Die OPPIC ist eine öffentliche Einrichtung, die auf die öffentliche Bauherrschaft spezialisiert ist und unter der Aufsicht des Kulturministeriums steht, dessen Aufgaben im Namen des Staates und seiner öffentlichen Einrichtungen unentgeltlich ausgeführt werden.

Es ist heute an mehr als 160 Operationen an 74 Standorten im gesamten Gebiet beteiligt, die sowohl die Restaurierung von Gebäuden betreffen, die unter Denkmalschutz stehen oder unter Denkmalschutz stehen, und Neubauprojekte wie die Umsiedlung der nationalen Hochschule für Architektur in Marseille oder die Steuerung großer Leitschemata wie des Grand-Palais des Champs-Elysées.

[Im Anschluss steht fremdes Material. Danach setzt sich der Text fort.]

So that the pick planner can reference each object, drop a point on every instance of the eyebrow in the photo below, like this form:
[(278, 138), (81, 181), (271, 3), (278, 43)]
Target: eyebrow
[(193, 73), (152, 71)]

Clarisse Mazoyer widmete einen Großteil ihrer Laufbahn der Kulturpolitik, sei es in der Zentralverwaltung des Ministeriums, in öffentlichen Einrichtungen oder in dezentralen Einrichtungen. Seine Wiederernennung als OPPIC-Präsident wird es ermöglichen, die seit seiner Ernennung im Juli 2015 durchgeführten Maßnahmen zu verlängern, die die Positionierung des Instituts als Referenzimmobilienbetreiber des Ministeriums für Kultur konsolidiert haben sie noch stärker in einen beispielhaften Ansatz einzubinden, indem sie insbesondere einen Ansatz der sozialen, sozialen und ökologischen Verantwortung entwickelt und ihre Stellung als Akteur der vorrangigen öffentlichen Politik bekräftigt (Umsetzung der nationalen Architekturstrategie in die durchgeführten Projekte) bei gleichzeitiger Modernisierung des Schulmanagements.